It’s been a few years since Demi Lovato was hospitalized in June 2018 for a reported overdose. The singer has been candid about her past struggles with abuse, body image, and drug addiction, but now she’s finally speaking about what led to the event that almost claimed her life.
“I have to preface it with the fact that I got sober at 19, so I got sober at an age where I wasn’t even legally allowed to drink,” Lovato said on The Ellen Show, after debuting her new song called “I Love Me”. I got the help that I needed at the time and I took on the approach of a one size fits all solution, which is sobriety, just sobriety. And so my whole team took that approach and we did it. And we ran with it, and it worked for a long time.”
“I realized that over time as the things with the eating disorder were getting bad, I mean, over the years it got progressively worse and worse with people checking what my orders at Starbucks were on my bank statements. Just little things like that led me to being really, really unhappy,” the singer explained. “My bulimia got really bad and I asked for help and I didn’t receive the help that I needed. And so I was stuck in this unhappy position. Here I am sober and I’m thinking to myself, “I’m six years sober, but I’m miserable. I’m even more miserable than I was when I was drinking. Why am I sober?'”

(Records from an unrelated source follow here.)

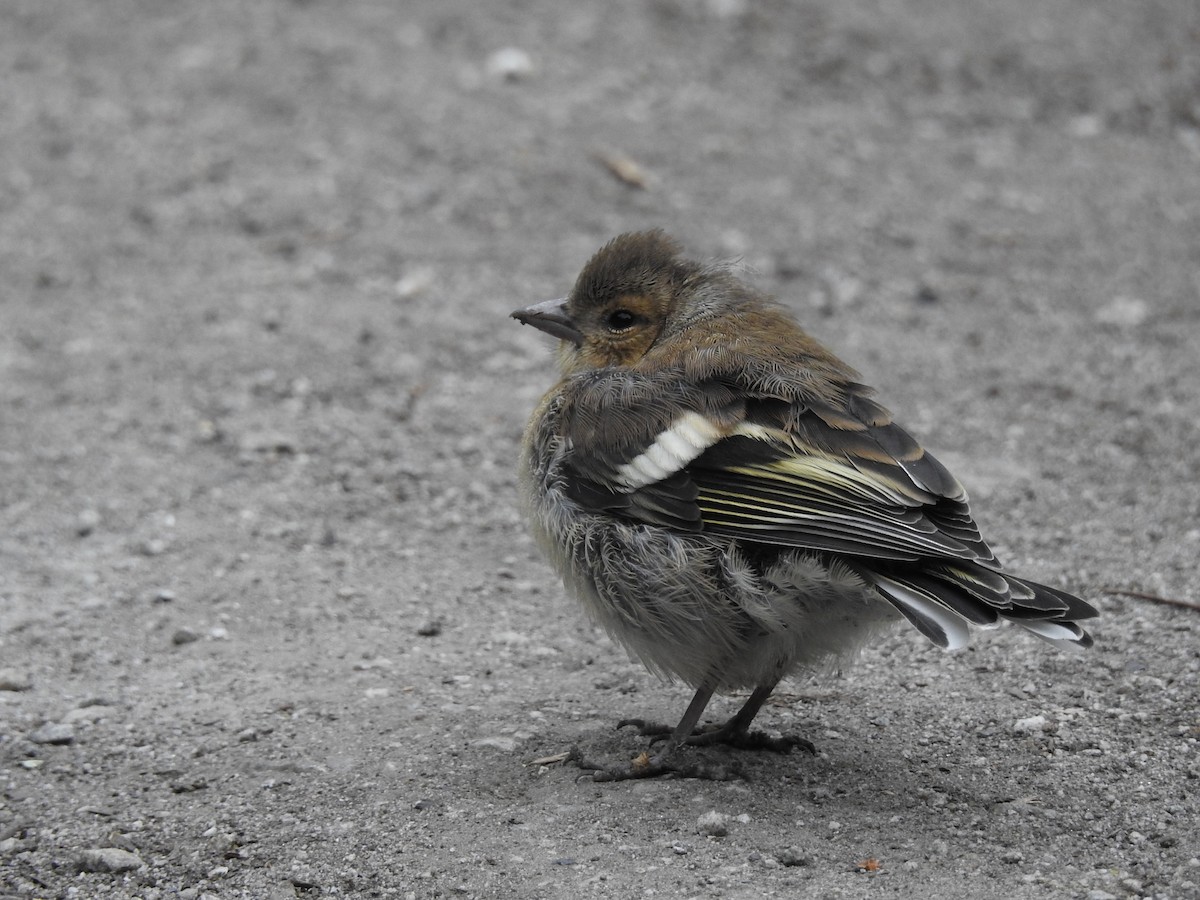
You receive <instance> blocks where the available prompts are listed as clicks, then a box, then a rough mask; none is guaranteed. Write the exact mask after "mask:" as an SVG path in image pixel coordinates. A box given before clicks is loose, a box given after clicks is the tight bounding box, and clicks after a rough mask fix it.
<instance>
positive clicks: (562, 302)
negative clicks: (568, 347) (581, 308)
mask: <svg viewBox="0 0 1200 900" xmlns="http://www.w3.org/2000/svg"><path fill="white" fill-rule="evenodd" d="M512 318H515V319H516V320H517V322H520V323H521V324H522V325H533V326H534V328H536V329H539V330H541V331H545V332H546V334H547V335H553V336H554V337H558V338H560V340H563V341H570V342H571V343H574V344H575V346H576V347H582V346H583V335H582V332H581V331H580V330H578V329H577V328H576V326H575V323H574V322H571V317H570V316H568V314H566V298H565V296H564V298H560V299H558V300H544V301H542V302H540V304H534V305H533V306H527V307H524V308H523V310H516V311H515V312H514V313H512Z"/></svg>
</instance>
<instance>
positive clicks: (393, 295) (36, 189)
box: [0, 0, 1200, 900]
mask: <svg viewBox="0 0 1200 900" xmlns="http://www.w3.org/2000/svg"><path fill="white" fill-rule="evenodd" d="M0 65H2V67H4V72H5V90H4V91H2V92H0V116H2V118H0V121H2V122H4V126H2V127H0V265H2V271H4V280H2V282H0V464H2V472H4V479H2V481H0V896H2V898H23V899H25V898H209V899H211V900H218V899H220V900H226V899H230V898H254V899H259V898H262V899H265V900H281V899H282V898H316V896H348V898H414V899H424V898H452V896H464V898H472V896H475V898H563V896H574V898H592V896H595V898H608V896H611V898H632V896H688V898H764V896H800V895H803V896H814V898H859V896H872V898H874V896H896V898H911V896H923V898H928V899H929V900H936V899H940V898H964V896H972V898H1006V900H1007V899H1013V898H1015V899H1022V898H1030V899H1033V898H1038V899H1042V898H1085V899H1086V900H1110V899H1112V898H1122V899H1123V898H1172V899H1176V898H1196V896H1200V802H1198V787H1200V756H1198V739H1200V713H1198V707H1200V702H1198V692H1200V649H1198V642H1196V631H1198V629H1200V616H1198V613H1196V611H1195V610H1189V608H1183V607H1180V606H1169V605H1164V604H1160V602H1156V601H1153V600H1152V599H1151V598H1166V599H1174V600H1178V601H1184V602H1190V604H1193V605H1194V604H1196V602H1198V601H1200V594H1198V587H1196V577H1195V571H1196V563H1195V560H1196V554H1198V552H1200V457H1198V451H1196V448H1198V446H1200V433H1198V425H1196V422H1198V421H1200V353H1198V352H1196V347H1198V335H1200V241H1198V239H1196V235H1198V234H1200V6H1198V5H1196V2H1195V0H1146V1H1145V2H1138V4H1128V2H1118V1H1117V0H1100V1H1096V0H988V1H986V2H985V1H984V0H962V1H961V2H958V4H954V5H946V4H941V2H934V1H932V0H874V1H871V2H863V4H838V2H834V0H794V1H785V0H637V1H635V0H623V1H622V2H614V4H606V5H588V6H584V5H566V4H556V2H552V1H551V0H520V1H518V0H512V1H511V2H503V4H502V2H496V4H488V5H480V4H474V2H464V0H438V1H433V0H422V1H418V0H409V1H408V2H404V4H392V2H383V1H382V0H361V1H360V2H355V4H335V2H331V1H330V0H262V2H254V4H241V2H235V0H214V1H212V2H205V4H191V5H188V4H178V2H176V4H163V2H151V1H150V0H110V1H108V2H104V4H82V2H70V1H68V0H8V2H5V4H2V5H0ZM650 226H661V227H664V228H666V229H667V230H670V232H672V233H674V234H676V235H678V236H679V238H680V239H682V240H683V241H684V242H685V244H686V245H688V247H689V248H690V250H691V251H692V252H694V253H696V254H698V256H702V257H738V258H742V259H743V262H744V264H745V265H746V266H748V269H749V270H751V271H752V272H755V277H756V280H757V282H758V283H760V284H762V286H763V287H764V288H767V289H769V290H772V292H774V293H776V294H778V295H779V296H781V298H782V299H784V300H786V301H787V302H788V304H790V305H791V306H792V307H793V308H794V310H796V311H797V313H798V314H799V316H800V317H802V319H803V320H804V322H805V323H808V325H809V326H810V329H811V330H812V331H814V332H815V334H816V335H818V336H820V337H821V338H823V340H824V341H826V342H827V343H829V344H830V346H832V347H834V348H835V349H836V350H838V352H839V353H841V354H842V355H844V356H845V358H847V359H848V360H851V361H852V362H854V364H856V365H858V366H859V367H860V368H862V370H863V372H864V376H865V378H866V379H868V380H869V382H872V383H875V384H877V385H880V386H881V388H882V391H881V395H882V400H883V402H884V403H887V406H889V407H890V408H892V409H893V410H894V412H895V413H896V415H898V419H899V420H900V421H901V422H904V424H905V425H906V426H907V427H908V428H910V430H911V431H913V432H914V433H917V434H918V436H919V437H920V438H922V439H923V442H924V443H925V444H926V445H928V446H929V448H931V449H932V450H934V451H935V452H936V454H937V455H938V457H940V458H942V460H943V461H944V462H947V463H948V464H949V466H950V468H952V469H953V470H954V472H955V473H956V474H958V475H959V476H960V479H961V480H962V481H964V482H965V484H966V485H967V488H968V490H970V491H971V494H972V498H973V503H974V509H976V512H977V517H978V518H979V521H980V523H982V526H983V528H984V532H985V534H986V535H988V536H989V538H990V539H991V541H992V544H994V546H995V547H996V550H997V552H998V553H1000V554H1001V556H1002V558H1004V559H1006V560H1007V562H1008V564H1009V565H1010V568H1012V569H1013V570H1014V571H1019V572H1021V574H1025V575H1028V576H1031V577H1034V578H1038V580H1042V581H1046V582H1050V583H1056V584H1062V586H1064V587H1067V588H1069V589H1073V590H1075V592H1078V593H1080V594H1082V595H1085V596H1087V598H1088V599H1091V600H1093V601H1094V602H1096V604H1097V605H1098V606H1099V607H1100V608H1102V611H1103V618H1102V619H1100V620H1099V623H1098V624H1097V626H1096V628H1094V635H1096V638H1097V646H1096V647H1094V649H1092V650H1091V652H1088V653H1086V654H1060V653H1055V652H1054V650H1052V649H1051V648H1049V647H1045V646H1043V644H1040V643H1039V642H1036V641H1030V640H1027V638H1025V637H1022V636H1021V635H1020V634H1016V631H1014V630H1002V631H998V632H989V634H986V635H983V636H980V638H979V640H978V641H977V642H976V643H974V644H973V646H972V647H971V648H970V649H967V650H965V652H961V653H958V654H949V655H948V654H942V653H940V652H938V650H936V649H935V648H932V647H930V646H929V644H926V643H925V642H924V641H923V638H920V636H919V635H916V634H914V632H910V631H904V630H898V631H896V632H895V634H894V635H892V636H889V637H888V638H887V640H886V641H883V642H881V643H880V644H878V646H876V647H872V648H869V649H868V650H866V652H864V654H863V656H862V659H860V660H859V661H858V662H857V665H854V666H851V667H847V670H846V671H845V672H844V673H838V674H830V676H826V677H818V678H817V677H815V678H812V679H798V680H794V682H792V683H788V684H787V685H786V686H785V689H784V690H782V691H781V692H780V694H779V695H778V697H776V698H775V700H774V702H773V704H772V706H769V707H768V708H767V709H766V710H764V713H763V716H762V721H763V724H764V725H766V726H767V727H769V728H773V730H778V731H791V732H796V733H800V734H804V736H806V737H809V738H810V739H812V740H814V742H815V743H816V744H817V748H818V754H817V756H815V757H812V756H808V755H802V754H793V755H791V756H770V755H760V754H740V755H738V754H730V752H725V751H722V750H718V749H713V750H704V751H694V752H703V754H706V755H707V756H708V757H709V758H710V760H712V761H714V762H718V763H726V764H730V766H732V767H736V768H737V770H738V772H739V774H740V778H738V779H736V780H732V781H726V782H710V781H695V780H664V781H653V782H636V784H617V785H594V784H589V782H587V781H580V780H577V776H578V772H577V770H576V769H571V768H566V767H563V766H559V764H538V763H536V761H538V760H541V758H545V757H551V756H553V755H556V754H560V752H563V751H565V750H566V749H569V748H570V746H572V745H576V744H577V745H582V746H584V748H587V750H588V754H589V756H593V757H601V758H604V757H607V758H611V760H614V761H616V760H623V758H624V760H628V758H630V757H631V756H632V755H635V754H636V752H637V751H638V750H640V749H641V746H642V745H643V742H642V740H641V739H640V738H636V737H635V736H632V734H630V733H629V732H628V731H626V732H617V731H614V730H613V727H612V726H613V724H614V722H616V720H618V719H619V718H622V716H625V715H646V716H648V718H658V719H664V720H673V719H674V718H677V716H678V715H679V714H680V712H682V709H683V707H684V706H685V703H686V701H688V697H689V694H690V692H689V691H688V690H686V689H685V688H683V686H680V685H661V684H658V683H656V682H655V680H653V679H652V678H650V677H649V676H648V674H647V673H646V672H643V671H642V670H641V668H640V667H638V666H636V665H635V664H632V662H630V661H629V660H628V659H626V656H625V654H624V653H623V652H622V650H620V649H619V648H617V647H614V646H613V644H612V643H611V642H610V641H607V638H605V637H604V636H601V635H599V634H596V632H595V631H594V629H592V626H589V625H588V624H587V622H584V620H583V618H582V614H581V612H580V611H578V610H577V608H576V606H575V605H574V602H571V601H569V600H566V599H564V596H563V592H562V588H560V586H559V584H557V583H556V582H554V580H553V578H552V576H551V574H550V570H548V568H547V566H546V565H545V564H544V563H542V562H541V560H540V558H539V557H538V554H536V552H535V550H534V547H533V545H532V541H530V539H529V538H528V536H527V535H526V533H524V529H523V527H522V523H521V521H520V516H518V512H517V504H516V497H515V476H514V466H515V456H516V448H517V443H518V439H520V433H521V428H522V426H523V422H524V419H526V416H527V415H528V413H529V410H530V408H532V407H533V404H534V402H535V401H536V397H538V396H539V395H540V394H541V391H542V390H545V388H546V386H547V385H548V384H550V383H551V380H552V378H553V365H552V356H551V352H550V346H548V342H547V341H546V340H545V338H544V337H542V336H539V335H538V334H535V332H534V331H533V330H532V329H521V328H520V326H517V325H516V324H515V323H512V322H510V320H508V319H506V316H508V312H509V311H510V310H512V308H515V307H516V306H521V305H524V304H527V302H529V301H533V300H539V299H545V298H550V296H557V295H559V294H560V293H562V292H563V290H564V289H565V288H566V287H568V286H569V284H570V282H571V280H572V278H574V276H575V274H576V271H577V270H578V268H580V265H581V264H582V263H583V262H584V259H586V258H587V257H588V256H589V254H590V253H592V251H594V250H595V248H596V247H598V246H599V245H600V244H601V242H604V241H605V240H607V239H608V238H611V236H612V235H613V234H616V233H618V232H622V230H629V229H634V228H642V227H650ZM737 702H738V700H737V698H730V700H724V701H721V702H720V703H718V704H715V708H714V709H713V716H714V718H716V716H719V715H722V714H725V713H726V712H727V709H730V708H733V707H734V704H736V703H737Z"/></svg>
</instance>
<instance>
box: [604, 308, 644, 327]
mask: <svg viewBox="0 0 1200 900" xmlns="http://www.w3.org/2000/svg"><path fill="white" fill-rule="evenodd" d="M635 320H636V318H635V316H634V313H631V312H630V311H629V310H614V311H613V312H610V313H608V317H607V318H606V319H605V320H604V324H605V325H607V326H608V330H610V331H626V330H629V329H631V328H632V326H634V322H635Z"/></svg>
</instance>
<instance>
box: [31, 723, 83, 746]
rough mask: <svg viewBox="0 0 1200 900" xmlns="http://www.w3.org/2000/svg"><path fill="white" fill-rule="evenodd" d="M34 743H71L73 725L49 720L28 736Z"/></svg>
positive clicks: (51, 743) (52, 743)
mask: <svg viewBox="0 0 1200 900" xmlns="http://www.w3.org/2000/svg"><path fill="white" fill-rule="evenodd" d="M29 739H30V740H31V742H34V743H35V744H55V745H62V744H73V743H74V727H73V726H71V725H67V724H66V722H49V724H47V725H43V726H42V727H41V728H38V730H37V731H35V732H34V733H32V734H30V736H29Z"/></svg>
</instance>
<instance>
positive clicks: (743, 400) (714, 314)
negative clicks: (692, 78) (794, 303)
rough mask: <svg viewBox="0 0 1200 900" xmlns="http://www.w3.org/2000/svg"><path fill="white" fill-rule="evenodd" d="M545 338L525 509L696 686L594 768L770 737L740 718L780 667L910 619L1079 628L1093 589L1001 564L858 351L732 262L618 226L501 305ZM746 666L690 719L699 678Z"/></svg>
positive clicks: (636, 765)
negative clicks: (662, 738)
mask: <svg viewBox="0 0 1200 900" xmlns="http://www.w3.org/2000/svg"><path fill="white" fill-rule="evenodd" d="M512 316H514V318H516V319H518V320H520V322H522V323H524V324H527V325H533V326H534V328H538V329H541V330H542V331H545V332H547V334H550V335H553V336H554V337H557V338H559V348H558V358H559V362H560V367H562V379H560V380H559V382H558V384H556V385H554V386H553V388H552V389H551V390H550V392H547V394H546V395H545V397H544V398H542V400H541V402H540V404H539V406H538V408H536V409H535V410H534V413H533V416H532V419H530V421H529V425H528V428H527V432H526V437H524V442H523V450H522V456H521V462H520V476H521V482H522V490H523V494H524V500H526V504H527V508H528V515H529V520H530V522H532V528H533V532H534V534H535V536H536V539H538V541H539V542H540V545H541V546H542V548H544V550H545V552H546V554H547V556H548V558H550V560H551V562H552V564H553V565H554V568H556V569H557V570H558V572H559V575H560V576H562V577H563V581H564V583H565V584H566V587H568V589H569V590H570V592H571V593H574V594H576V595H577V596H578V598H580V600H581V601H582V602H583V605H584V606H586V607H587V611H588V612H589V614H590V616H592V618H593V619H595V620H596V622H598V623H599V624H601V625H602V626H604V628H605V629H606V630H607V631H608V634H610V635H612V636H613V637H614V638H616V640H617V641H618V642H620V643H622V644H624V646H625V647H626V648H628V649H629V650H630V653H631V654H632V655H635V656H637V658H638V659H641V660H642V662H644V664H646V666H647V667H648V668H649V670H650V671H653V672H655V673H658V674H659V676H661V677H664V678H666V679H680V680H683V682H685V683H686V684H689V685H691V686H694V688H695V689H696V694H695V697H694V698H692V701H691V704H690V706H689V707H688V710H686V712H685V713H684V715H683V718H682V719H680V721H679V724H678V725H677V726H676V727H674V728H666V727H665V726H654V725H652V724H648V722H644V721H642V720H637V719H634V720H626V721H625V722H623V724H634V725H637V726H638V727H640V728H641V730H642V733H644V734H653V736H656V737H659V738H664V737H665V743H660V745H659V746H658V750H656V752H655V754H654V756H653V757H652V756H649V755H648V754H643V755H641V756H640V757H638V758H637V760H635V762H634V763H632V764H631V766H629V767H592V766H590V764H586V763H584V766H586V767H588V768H595V769H596V772H595V773H594V774H595V775H596V776H598V778H600V779H622V778H641V776H650V775H659V774H664V773H667V772H672V770H680V767H677V766H674V764H673V763H672V757H673V755H674V754H676V750H677V749H678V748H679V745H680V744H713V743H719V742H720V743H727V744H732V745H734V746H755V748H772V749H787V748H790V746H793V745H797V744H803V745H808V746H809V748H810V749H811V745H809V744H808V742H804V740H799V739H782V740H780V739H778V738H776V739H772V738H768V737H767V736H764V734H762V733H761V732H751V731H750V724H751V721H752V720H754V718H755V715H756V714H757V712H758V709H760V708H761V707H762V704H763V702H766V700H767V697H768V696H769V695H770V692H772V690H774V688H775V685H776V684H778V683H779V682H780V679H781V678H784V677H785V676H787V674H790V673H792V672H796V671H802V670H820V668H823V667H828V666H830V665H832V664H836V662H838V661H839V660H842V659H845V658H846V656H850V655H853V653H854V652H856V650H858V649H859V648H860V647H862V646H863V644H865V643H866V642H868V641H870V640H871V638H872V637H875V636H877V635H878V634H880V631H881V630H882V629H884V628H888V626H889V625H892V624H893V623H895V622H898V620H901V619H902V620H907V622H908V623H910V624H911V625H913V626H914V628H917V629H918V630H919V631H920V632H922V634H923V635H925V636H926V637H928V638H929V640H931V641H932V642H934V643H936V644H938V646H940V647H943V648H947V649H956V648H960V647H962V646H965V644H966V643H967V641H968V638H970V628H971V626H972V625H976V626H979V628H994V626H996V625H998V624H1000V623H1001V622H1002V620H1008V622H1012V623H1014V624H1015V625H1019V626H1020V628H1022V629H1025V630H1026V631H1030V632H1032V634H1033V635H1036V636H1038V637H1040V638H1043V640H1045V641H1049V642H1050V643H1054V644H1058V646H1075V647H1088V646H1090V644H1091V637H1090V636H1088V634H1087V632H1086V631H1085V630H1084V629H1081V628H1080V626H1079V624H1078V623H1079V622H1080V620H1082V619H1087V618H1091V617H1093V616H1096V614H1097V613H1096V610H1094V608H1093V607H1092V606H1090V605H1088V604H1086V602H1085V601H1082V600H1080V599H1079V598H1076V596H1073V595H1072V594H1068V593H1067V592H1064V590H1061V589H1058V588H1052V587H1048V586H1045V584H1039V583H1037V582H1033V581H1030V580H1028V578H1022V577H1019V576H1015V575H1010V574H1008V572H1006V571H1004V570H1003V568H1002V566H1001V564H1000V562H997V559H996V557H995V554H994V553H992V551H991V550H990V548H989V546H988V545H986V544H985V542H984V540H983V538H982V536H980V535H979V530H978V528H977V527H976V523H974V521H973V518H972V516H971V510H970V509H968V506H967V496H966V492H965V491H964V488H962V485H960V484H959V481H958V480H956V479H955V478H954V476H953V475H952V474H950V473H949V472H948V470H947V469H946V468H944V467H943V466H942V464H941V463H940V462H937V460H935V458H934V457H932V456H931V455H930V454H928V452H925V451H924V450H923V449H922V448H920V445H919V444H918V443H917V442H916V440H914V439H913V438H912V437H911V436H910V434H908V433H907V432H906V431H904V430H902V428H901V427H900V426H899V425H895V424H894V422H893V421H892V415H890V414H889V413H888V410H887V409H884V408H883V407H882V406H880V403H877V402H876V401H875V400H874V398H872V394H874V391H872V390H871V389H870V388H868V386H866V385H864V384H862V383H860V382H859V376H858V373H856V372H854V370H853V368H851V367H850V366H848V365H846V364H845V362H842V361H841V360H840V359H838V358H836V356H835V355H834V354H833V353H830V352H829V350H828V349H826V348H824V347H823V346H821V344H820V343H818V342H817V341H815V340H814V338H812V337H810V336H809V335H808V334H806V332H805V331H804V330H803V329H802V328H800V326H799V325H798V324H797V323H796V320H794V319H793V318H792V317H791V316H790V314H788V313H787V312H786V311H785V310H782V308H781V307H780V306H779V305H776V302H775V301H774V300H773V299H772V298H769V296H767V295H764V294H763V293H761V292H758V290H756V289H755V288H752V287H751V286H749V284H746V283H744V282H743V281H740V280H739V278H738V277H736V276H734V275H733V272H732V271H731V270H730V269H728V266H721V265H704V264H701V263H697V262H694V260H690V259H688V258H685V257H684V256H683V253H682V250H680V247H679V245H678V244H677V242H676V241H674V240H672V239H671V238H668V236H667V235H665V234H664V233H662V232H659V230H652V232H640V233H632V234H623V235H620V236H618V238H616V239H613V240H612V241H610V242H608V244H607V245H606V246H604V247H602V248H601V250H600V251H598V252H596V253H595V256H593V257H592V259H590V260H589V262H588V263H587V265H586V266H584V268H583V270H582V272H581V274H580V276H578V278H577V280H576V282H575V286H574V288H572V289H571V292H570V294H569V295H568V296H566V298H564V299H562V300H551V301H547V302H541V304H536V305H534V306H529V307H527V308H523V310H517V311H516V312H514V313H512ZM739 689H750V697H749V698H748V700H746V702H745V704H744V706H743V707H742V709H740V710H739V712H738V713H737V714H736V715H734V716H733V718H732V719H730V720H728V721H727V722H725V724H724V725H721V726H719V727H709V728H707V730H697V724H698V722H700V719H701V715H702V714H703V710H704V707H706V706H707V703H708V701H709V698H710V697H712V695H713V694H714V692H718V691H733V690H739Z"/></svg>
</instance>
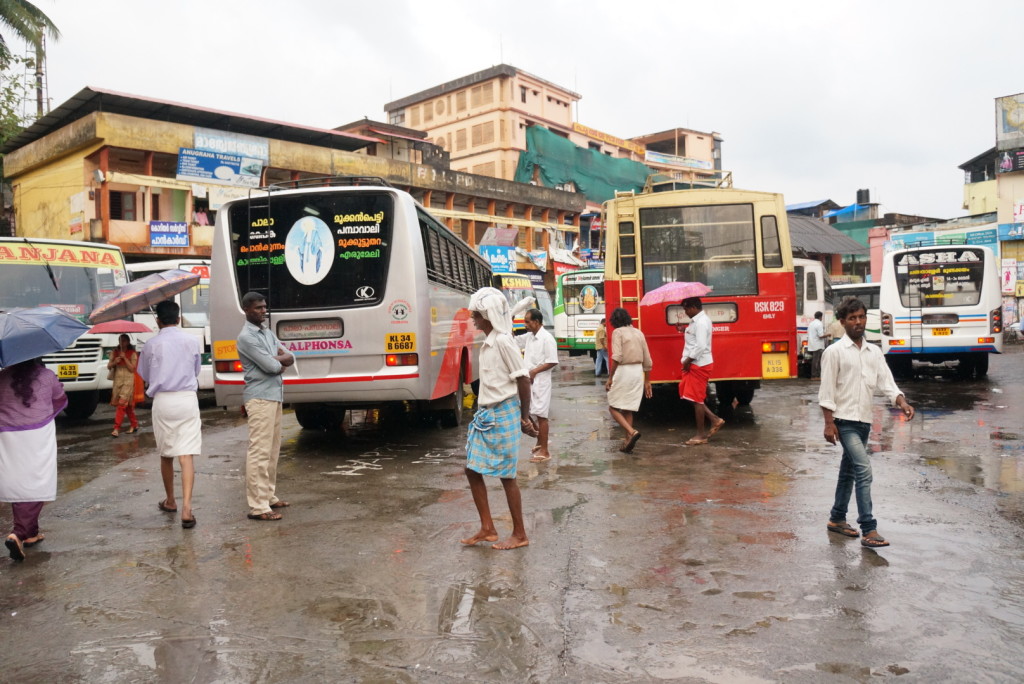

Lovato goes on to explain that she reached out to the people on her team, who were supposed to be there for her, about the struggles she was facing at the time.
“They responded with like, ‘You’re being very selfish. This would ruin things for not just you but for us as well’,” she said. “And when I heard that, my core issues are abandonment from my birth father as a child. He was an addict, an alcoholic; like we had to leave him,” Lovato said. “And I have vivid memories of him leaving so when they left, they totally played on that fear, and I felt completely abandoned so I drank.”
“That night I went to a party and there was other stuff there and it was only three months before I ended up in the hospital with an OD,” she said.
But, Lovato isn’t dwelling on the past.
“Ultimately, I made the decisions that got me to where I am today. It was my actions that put me in the position that I’m in. And I think it’s important that I sit here on this stage and tell you at home or you in the audience or you right here that if you do go through this, you yourself can get through it. You can get to the other side and it may be bumpy, but you are a 10 out of 10, like don’t forget it. And as long as you take the responsibility you can move past it and learn to love yourself the way you deserve to be loved.”